Running _forcemerge on an index that is being write on

Hi,
we are having an index with heavy updates on the documents. This leads us to having a lot of uncleaned deleted documents, for example, we can have around 400M searchable documents and around 150M of uncleaned documents. It's even worst on larger ES clusters that we are having. Since this ratio is pretty high, we want to look into running _forcemerge on the index without stopping writes on it, or maybe on a low traffic window, like weekens.
What would be the impact on the index if we do this while keeping the writes on? I assume that having a bit less uncleaned documents, it will help ES manage segments faster and more reliable while also we can reclaim a bit of disk space.

You can see below another big cluster that we are having and the number of uncleaned documents.

I would not advise running a standard _forcemerge against an actively written index as it can cause issues, this is mentioned in the docs here.

One option however if you really need to clean up the deleted docs for some reason is use _forcemerge with only_expunge_deletes=true. This will only remove segments that have a higher % of deleted docs. More about this query parameter can be found here.

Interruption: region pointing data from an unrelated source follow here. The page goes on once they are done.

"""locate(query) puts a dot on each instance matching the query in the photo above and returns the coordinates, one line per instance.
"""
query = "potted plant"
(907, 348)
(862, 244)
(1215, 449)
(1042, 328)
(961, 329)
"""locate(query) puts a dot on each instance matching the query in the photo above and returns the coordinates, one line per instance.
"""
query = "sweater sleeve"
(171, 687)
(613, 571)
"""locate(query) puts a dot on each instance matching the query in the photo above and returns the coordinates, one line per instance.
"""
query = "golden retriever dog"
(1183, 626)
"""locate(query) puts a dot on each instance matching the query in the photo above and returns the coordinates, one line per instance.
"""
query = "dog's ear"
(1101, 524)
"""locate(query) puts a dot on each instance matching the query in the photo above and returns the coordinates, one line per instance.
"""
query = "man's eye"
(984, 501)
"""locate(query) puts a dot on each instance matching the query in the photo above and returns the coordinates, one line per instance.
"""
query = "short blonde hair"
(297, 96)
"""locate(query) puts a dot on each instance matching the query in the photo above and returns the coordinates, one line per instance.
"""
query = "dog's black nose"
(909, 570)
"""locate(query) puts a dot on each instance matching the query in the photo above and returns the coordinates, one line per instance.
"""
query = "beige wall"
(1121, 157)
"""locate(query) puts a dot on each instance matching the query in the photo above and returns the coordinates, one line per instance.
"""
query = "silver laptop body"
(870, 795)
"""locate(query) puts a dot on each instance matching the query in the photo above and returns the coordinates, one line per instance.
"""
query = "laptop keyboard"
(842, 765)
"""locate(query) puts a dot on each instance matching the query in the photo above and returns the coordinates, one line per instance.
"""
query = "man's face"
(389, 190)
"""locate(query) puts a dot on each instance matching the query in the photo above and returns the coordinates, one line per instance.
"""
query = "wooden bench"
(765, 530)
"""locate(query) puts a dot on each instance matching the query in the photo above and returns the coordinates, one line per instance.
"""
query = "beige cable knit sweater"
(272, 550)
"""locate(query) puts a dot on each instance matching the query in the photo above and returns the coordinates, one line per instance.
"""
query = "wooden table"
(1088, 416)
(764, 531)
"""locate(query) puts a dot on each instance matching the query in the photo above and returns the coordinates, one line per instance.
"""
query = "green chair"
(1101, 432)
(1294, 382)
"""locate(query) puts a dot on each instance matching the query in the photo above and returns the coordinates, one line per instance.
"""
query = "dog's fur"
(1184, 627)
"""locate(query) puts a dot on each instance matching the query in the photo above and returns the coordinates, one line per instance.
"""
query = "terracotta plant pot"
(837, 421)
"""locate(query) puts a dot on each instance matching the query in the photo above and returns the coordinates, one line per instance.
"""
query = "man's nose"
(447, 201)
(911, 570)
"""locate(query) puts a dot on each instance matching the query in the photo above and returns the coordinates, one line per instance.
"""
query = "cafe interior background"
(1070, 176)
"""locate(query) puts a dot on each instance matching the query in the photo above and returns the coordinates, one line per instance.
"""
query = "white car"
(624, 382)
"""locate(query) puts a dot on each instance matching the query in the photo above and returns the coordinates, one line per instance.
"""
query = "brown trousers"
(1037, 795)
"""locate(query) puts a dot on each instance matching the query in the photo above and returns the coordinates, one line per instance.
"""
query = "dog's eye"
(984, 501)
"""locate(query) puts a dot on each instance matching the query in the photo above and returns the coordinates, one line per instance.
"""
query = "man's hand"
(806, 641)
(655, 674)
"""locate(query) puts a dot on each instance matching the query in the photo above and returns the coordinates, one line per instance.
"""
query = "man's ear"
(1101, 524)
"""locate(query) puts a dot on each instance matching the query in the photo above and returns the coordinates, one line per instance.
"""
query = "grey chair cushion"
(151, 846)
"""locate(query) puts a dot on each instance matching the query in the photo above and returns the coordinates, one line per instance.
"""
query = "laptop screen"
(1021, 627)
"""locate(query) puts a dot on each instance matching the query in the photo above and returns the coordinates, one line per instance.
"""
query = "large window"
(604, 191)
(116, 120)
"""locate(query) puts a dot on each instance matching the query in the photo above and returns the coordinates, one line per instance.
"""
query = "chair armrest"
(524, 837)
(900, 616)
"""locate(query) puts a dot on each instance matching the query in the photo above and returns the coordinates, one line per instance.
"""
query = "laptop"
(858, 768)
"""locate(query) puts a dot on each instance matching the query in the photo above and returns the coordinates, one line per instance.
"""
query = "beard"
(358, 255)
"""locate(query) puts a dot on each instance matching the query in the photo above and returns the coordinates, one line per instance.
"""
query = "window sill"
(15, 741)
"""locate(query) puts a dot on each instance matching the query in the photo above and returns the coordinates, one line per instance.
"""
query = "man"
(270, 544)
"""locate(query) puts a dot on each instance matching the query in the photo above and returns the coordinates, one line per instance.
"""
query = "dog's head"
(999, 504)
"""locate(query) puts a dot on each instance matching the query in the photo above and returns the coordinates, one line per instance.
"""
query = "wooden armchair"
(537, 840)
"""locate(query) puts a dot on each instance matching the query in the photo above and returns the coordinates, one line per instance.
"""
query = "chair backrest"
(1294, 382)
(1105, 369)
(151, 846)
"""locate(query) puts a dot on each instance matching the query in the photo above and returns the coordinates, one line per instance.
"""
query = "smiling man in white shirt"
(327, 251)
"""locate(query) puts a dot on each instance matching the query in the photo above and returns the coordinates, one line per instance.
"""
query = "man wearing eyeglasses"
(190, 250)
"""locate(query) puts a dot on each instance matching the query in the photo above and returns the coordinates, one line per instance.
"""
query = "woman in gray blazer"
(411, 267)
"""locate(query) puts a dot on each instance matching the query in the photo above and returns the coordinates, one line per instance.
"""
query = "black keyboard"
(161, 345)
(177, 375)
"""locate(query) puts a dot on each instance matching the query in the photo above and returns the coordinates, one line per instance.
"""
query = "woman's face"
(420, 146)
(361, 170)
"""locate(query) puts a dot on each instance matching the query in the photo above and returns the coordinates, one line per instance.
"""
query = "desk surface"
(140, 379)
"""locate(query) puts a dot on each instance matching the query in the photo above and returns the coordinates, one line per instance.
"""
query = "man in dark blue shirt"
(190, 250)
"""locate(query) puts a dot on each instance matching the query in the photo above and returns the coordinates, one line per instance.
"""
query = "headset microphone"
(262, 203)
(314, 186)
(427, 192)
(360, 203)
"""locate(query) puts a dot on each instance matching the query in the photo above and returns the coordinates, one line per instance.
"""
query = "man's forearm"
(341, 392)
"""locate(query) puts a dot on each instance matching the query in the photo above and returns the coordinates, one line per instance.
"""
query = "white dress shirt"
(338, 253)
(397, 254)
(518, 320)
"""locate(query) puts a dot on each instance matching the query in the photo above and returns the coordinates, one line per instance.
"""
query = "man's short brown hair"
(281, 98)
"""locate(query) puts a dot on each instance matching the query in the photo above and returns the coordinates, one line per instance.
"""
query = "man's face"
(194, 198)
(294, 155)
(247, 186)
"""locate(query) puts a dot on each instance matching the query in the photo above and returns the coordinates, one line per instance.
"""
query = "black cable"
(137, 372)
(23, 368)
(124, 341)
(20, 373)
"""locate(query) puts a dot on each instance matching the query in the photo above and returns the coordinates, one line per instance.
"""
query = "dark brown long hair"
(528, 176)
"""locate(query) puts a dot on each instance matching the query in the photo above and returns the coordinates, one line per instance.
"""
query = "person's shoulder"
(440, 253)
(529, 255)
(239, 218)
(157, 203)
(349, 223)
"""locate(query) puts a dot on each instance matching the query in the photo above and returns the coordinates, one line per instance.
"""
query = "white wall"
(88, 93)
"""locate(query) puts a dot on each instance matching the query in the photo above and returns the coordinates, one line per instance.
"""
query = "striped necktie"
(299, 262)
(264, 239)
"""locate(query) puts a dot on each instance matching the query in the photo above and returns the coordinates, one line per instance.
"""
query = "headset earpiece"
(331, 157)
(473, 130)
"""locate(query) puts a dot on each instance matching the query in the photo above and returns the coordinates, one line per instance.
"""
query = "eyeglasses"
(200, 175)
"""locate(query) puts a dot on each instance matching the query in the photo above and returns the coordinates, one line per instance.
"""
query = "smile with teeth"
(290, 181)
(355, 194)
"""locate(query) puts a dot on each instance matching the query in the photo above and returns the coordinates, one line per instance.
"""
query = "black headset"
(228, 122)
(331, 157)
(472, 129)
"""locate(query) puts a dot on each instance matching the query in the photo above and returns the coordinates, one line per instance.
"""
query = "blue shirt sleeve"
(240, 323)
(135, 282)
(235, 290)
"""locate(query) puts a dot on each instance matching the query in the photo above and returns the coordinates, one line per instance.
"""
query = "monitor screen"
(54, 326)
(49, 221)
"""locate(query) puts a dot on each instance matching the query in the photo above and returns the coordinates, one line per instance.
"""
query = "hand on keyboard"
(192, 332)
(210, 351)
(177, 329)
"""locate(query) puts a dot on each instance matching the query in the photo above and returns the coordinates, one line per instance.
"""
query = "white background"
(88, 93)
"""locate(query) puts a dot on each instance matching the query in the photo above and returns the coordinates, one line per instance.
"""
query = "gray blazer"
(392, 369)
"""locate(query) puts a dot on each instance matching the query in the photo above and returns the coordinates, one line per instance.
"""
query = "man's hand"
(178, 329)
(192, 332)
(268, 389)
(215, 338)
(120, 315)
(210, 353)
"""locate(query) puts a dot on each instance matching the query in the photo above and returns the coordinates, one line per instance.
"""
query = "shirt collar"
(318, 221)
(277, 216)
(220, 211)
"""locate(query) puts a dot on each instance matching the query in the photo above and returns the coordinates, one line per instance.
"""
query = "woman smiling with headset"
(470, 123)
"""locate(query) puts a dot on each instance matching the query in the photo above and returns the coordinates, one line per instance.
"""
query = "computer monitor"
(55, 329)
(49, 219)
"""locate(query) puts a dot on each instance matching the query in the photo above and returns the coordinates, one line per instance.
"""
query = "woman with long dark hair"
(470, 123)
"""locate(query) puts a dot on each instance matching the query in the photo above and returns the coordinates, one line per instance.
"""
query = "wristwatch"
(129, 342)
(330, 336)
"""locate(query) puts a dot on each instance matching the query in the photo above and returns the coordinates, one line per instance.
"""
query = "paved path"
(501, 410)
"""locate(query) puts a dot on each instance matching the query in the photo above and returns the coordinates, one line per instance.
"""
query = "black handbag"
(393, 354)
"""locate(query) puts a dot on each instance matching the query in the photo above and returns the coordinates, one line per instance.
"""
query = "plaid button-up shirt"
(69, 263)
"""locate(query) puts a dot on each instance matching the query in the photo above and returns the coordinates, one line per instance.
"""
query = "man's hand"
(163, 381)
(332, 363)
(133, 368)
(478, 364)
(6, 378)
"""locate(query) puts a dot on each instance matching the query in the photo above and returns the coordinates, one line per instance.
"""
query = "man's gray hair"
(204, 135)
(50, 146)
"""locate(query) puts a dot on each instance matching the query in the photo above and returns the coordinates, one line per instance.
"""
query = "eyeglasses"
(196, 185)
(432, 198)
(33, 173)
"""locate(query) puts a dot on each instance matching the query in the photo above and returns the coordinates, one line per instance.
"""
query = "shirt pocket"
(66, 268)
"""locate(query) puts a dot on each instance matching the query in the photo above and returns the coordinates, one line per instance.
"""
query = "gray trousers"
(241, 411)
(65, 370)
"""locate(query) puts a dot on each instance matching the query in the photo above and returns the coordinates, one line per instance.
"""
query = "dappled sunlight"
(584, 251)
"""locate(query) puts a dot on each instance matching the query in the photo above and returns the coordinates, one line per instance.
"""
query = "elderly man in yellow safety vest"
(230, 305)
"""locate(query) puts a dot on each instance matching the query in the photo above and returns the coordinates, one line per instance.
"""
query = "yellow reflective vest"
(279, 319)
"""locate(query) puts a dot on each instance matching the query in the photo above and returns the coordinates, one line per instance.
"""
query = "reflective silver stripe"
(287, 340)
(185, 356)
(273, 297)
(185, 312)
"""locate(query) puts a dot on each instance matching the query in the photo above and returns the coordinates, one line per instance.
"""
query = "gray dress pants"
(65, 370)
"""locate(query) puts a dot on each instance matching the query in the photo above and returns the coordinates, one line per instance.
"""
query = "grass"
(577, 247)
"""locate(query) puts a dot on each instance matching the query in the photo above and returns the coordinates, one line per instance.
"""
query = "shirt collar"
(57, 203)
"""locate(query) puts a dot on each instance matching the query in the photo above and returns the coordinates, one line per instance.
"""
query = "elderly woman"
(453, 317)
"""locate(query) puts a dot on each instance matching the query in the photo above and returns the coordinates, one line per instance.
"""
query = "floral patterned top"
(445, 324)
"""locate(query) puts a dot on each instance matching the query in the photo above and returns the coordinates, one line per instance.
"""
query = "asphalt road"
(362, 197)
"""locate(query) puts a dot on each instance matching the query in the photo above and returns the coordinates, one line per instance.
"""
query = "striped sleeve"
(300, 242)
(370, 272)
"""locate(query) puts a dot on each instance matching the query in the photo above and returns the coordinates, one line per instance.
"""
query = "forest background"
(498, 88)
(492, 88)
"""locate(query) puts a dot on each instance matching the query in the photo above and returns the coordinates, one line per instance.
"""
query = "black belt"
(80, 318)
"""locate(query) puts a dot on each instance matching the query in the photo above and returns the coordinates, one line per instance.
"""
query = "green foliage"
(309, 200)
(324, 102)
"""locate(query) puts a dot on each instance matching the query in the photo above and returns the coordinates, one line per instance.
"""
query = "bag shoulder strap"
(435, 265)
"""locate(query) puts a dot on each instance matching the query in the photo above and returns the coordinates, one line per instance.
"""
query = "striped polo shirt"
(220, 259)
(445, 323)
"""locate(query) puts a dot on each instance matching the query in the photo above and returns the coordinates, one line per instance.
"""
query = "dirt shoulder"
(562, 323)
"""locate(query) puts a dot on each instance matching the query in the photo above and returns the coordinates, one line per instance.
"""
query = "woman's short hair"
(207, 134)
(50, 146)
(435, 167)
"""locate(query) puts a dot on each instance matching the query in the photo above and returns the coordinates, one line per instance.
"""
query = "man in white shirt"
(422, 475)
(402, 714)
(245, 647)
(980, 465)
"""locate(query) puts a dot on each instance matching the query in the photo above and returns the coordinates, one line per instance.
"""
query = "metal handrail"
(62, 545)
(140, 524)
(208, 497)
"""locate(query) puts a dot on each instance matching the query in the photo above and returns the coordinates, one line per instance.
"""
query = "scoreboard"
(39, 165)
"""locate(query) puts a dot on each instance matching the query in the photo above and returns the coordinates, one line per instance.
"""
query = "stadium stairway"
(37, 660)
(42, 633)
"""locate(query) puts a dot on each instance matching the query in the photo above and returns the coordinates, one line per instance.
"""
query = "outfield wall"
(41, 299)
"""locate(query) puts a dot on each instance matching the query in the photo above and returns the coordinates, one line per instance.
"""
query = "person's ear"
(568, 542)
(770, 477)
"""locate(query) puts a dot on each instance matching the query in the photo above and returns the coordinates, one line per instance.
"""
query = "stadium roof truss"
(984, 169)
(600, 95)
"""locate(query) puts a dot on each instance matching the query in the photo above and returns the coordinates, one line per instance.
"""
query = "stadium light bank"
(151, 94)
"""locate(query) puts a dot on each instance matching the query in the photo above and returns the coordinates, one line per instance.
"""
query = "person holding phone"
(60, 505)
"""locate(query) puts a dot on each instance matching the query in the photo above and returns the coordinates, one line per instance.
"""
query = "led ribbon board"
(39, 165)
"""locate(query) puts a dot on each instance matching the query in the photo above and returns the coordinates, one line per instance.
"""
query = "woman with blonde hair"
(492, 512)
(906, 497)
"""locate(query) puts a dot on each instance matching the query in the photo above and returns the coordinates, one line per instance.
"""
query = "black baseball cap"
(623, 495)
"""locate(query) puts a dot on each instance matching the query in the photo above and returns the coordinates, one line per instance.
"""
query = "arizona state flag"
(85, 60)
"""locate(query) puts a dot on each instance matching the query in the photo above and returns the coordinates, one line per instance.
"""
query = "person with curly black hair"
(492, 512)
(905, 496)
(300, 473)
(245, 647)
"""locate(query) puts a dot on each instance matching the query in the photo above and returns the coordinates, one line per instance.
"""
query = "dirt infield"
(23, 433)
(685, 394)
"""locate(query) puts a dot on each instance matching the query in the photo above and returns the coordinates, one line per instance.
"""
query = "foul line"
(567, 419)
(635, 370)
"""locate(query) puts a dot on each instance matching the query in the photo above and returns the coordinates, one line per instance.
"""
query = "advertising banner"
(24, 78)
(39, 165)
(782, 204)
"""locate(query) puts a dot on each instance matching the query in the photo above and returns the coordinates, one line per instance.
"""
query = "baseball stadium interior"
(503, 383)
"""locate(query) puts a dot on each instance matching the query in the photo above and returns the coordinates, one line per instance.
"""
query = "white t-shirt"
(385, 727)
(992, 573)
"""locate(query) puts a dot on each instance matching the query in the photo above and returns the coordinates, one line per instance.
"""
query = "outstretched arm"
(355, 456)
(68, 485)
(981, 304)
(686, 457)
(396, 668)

Generally, I recommend just letting Elastic handle the cleanup process, but if you really need to do it manually for some reason, I'd recommend testing the command on a non-production index first to see if you have any negative performance impacts from it.

Yes, I am aware that is not recommended to _forcemerge on an actively written index.

Thanks for the only_expunge_deletes=True tip tho, we might try that instead.

The main reason we want to try this is because of the high number of uncleaned documents. This is due to the nature of how we index the data as a lot of updates are made on the documents. We might let ES handle this, but then when there is a spike of updates on documents from a single shard, the merging kicks in and ES can't really handle the load of merging the segments and at the same time indexing documents on the same shard and we get degraded performance.
So we are looking maybe to run _forcemerge from time to time, maybe during weekends to maybe ease the thing out. Not sure what else we can try...

ES can't really handle the load of merging the segments and at the same time indexing documents on the same shard and we get degraded performance.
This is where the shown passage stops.